Banks’ asset quality to remain safe thanks to large reserve buffers
Despite difficulties due to high inflation, declining net interest income (NIM) and rising bad debts, analysts say Vietnamese banks can overcome risks related asset quality thanks to their large reserve buffers and tight control in lending highly risky areas.
In a recent report, analysts at VNDirect Securities Company said the asset quality of banks has been somewhat affected due to impacts of the COVID-19 pandemic, of which the average non-performing loan ratio (NPL) in the first quarter of 2022 increased while the loan loss reserve (LLR) ratio decreased slightly compared to the end of the fourth quarter of 2021.
Specifically, the average NPL ratio increased to 1.5 per cent at the end of Q1 2022 from 1.39 per cent at the end of Q4 2021, of which the potentially irrecoverable debts increased slightly to 0.58 per cent from 0.51 per cent.
Total outstanding loans of 15 listed banks by the end of Q1 2022 increased by 6.7 per cent compared to the beginning of the year while bad debts increased by 11.4 per cent. The five banks with the lowest NPL ratio include Techcombank (0.67 per cent), Vietcombank (0.81 per cent), ACB (0.82 per cent) and MBBank (0.99 per cent).
The increase in bad debt in the coming months is also noteworthy when Circular 14, which allows banks to reschedule the payment time of COVID-19 affected debts, will expire at the end of June 2022. According to the SBV, if including the rescheduled debts and those sold to the Vietnam Asset Management Company (VAMC), the bad debt ratio of the banking system could reach up to 7.3 per cent, equivalent to that in the 2016-17 period.

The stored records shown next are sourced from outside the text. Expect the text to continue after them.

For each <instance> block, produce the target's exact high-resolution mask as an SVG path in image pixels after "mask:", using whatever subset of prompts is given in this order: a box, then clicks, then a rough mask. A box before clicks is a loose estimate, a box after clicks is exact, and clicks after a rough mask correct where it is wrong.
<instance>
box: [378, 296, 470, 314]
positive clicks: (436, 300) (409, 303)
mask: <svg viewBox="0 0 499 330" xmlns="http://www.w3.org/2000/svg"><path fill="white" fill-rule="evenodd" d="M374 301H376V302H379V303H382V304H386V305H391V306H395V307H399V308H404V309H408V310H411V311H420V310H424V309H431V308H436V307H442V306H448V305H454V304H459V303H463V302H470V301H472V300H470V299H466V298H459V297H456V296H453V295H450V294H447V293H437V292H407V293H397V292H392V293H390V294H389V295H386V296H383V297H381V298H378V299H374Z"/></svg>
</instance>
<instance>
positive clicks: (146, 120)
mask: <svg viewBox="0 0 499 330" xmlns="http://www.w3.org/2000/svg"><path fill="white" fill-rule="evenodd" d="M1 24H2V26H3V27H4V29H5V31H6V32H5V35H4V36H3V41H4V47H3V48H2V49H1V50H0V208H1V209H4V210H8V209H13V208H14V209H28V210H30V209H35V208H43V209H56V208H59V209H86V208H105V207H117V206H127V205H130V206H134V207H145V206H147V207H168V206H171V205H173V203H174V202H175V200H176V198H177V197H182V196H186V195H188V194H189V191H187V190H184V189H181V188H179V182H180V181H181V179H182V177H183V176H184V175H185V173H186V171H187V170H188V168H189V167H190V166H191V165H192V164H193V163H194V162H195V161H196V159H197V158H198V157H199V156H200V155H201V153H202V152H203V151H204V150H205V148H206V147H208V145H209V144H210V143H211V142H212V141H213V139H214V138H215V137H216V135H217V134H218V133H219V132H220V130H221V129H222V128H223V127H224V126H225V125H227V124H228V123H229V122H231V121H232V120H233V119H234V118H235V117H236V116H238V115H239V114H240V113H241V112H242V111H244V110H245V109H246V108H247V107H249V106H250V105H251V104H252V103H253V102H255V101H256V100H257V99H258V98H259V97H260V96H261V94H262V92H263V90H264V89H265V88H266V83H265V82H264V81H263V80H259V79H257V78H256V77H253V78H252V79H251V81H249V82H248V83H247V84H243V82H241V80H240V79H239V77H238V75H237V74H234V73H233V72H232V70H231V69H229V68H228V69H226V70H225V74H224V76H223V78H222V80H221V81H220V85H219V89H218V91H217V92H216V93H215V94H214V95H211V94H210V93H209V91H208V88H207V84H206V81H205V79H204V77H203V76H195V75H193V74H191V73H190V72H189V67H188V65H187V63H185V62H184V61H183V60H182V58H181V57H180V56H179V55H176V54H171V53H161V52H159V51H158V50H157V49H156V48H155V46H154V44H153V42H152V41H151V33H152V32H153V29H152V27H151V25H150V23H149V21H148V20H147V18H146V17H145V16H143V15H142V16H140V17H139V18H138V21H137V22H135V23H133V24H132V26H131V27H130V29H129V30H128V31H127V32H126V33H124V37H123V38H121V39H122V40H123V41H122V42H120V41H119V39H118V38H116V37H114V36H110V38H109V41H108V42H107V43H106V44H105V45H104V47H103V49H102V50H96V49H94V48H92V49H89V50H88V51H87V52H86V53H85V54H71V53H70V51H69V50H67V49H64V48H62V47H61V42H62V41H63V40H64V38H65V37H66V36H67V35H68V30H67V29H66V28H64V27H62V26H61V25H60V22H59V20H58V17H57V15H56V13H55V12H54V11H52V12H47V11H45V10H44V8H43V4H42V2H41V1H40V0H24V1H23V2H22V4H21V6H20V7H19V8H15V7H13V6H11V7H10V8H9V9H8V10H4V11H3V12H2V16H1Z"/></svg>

However, VNDirect Securities Company’s analysts believe banks will be able to minimise the risk of a bad debt increase in the near future thanks to their solid asset quality and strong provision buffers.
The analysts explained the asset quality of banks has improved strongly compared to the 2016-17 period as banks have made high provisions for risky debts to avoid a bad debt increase. The LLR at most banks also hit an all-time high by the end of 2021.
In addition, an increase in capital adequacy ratio (CAR) has also helped banks improve their asset quality. The capital hike will continue to be the top priority goal of many banks in the remaining months of 2022, especially State-owned banks, to prepare for the application of international banking safety standards Basel III.
The banking industry will also benefit from the country’s strong export growth, recovery in demand and support from fiscal policies in 2022, the analysts said.
The analysts estimated although net profit margin is unlikely to improve due to higher deposit rates, banks will still record high profit growth of 29 per cent and return on equity (ROE) of 22 per cent in 2022 based on high credit growth, stable service fees and well-controlled credit costs.
State-owned banks can further increase the current account savings accounts (CASA) to lower their funding costs thanks to a reduction in money transfer and account management fees to attract more customers.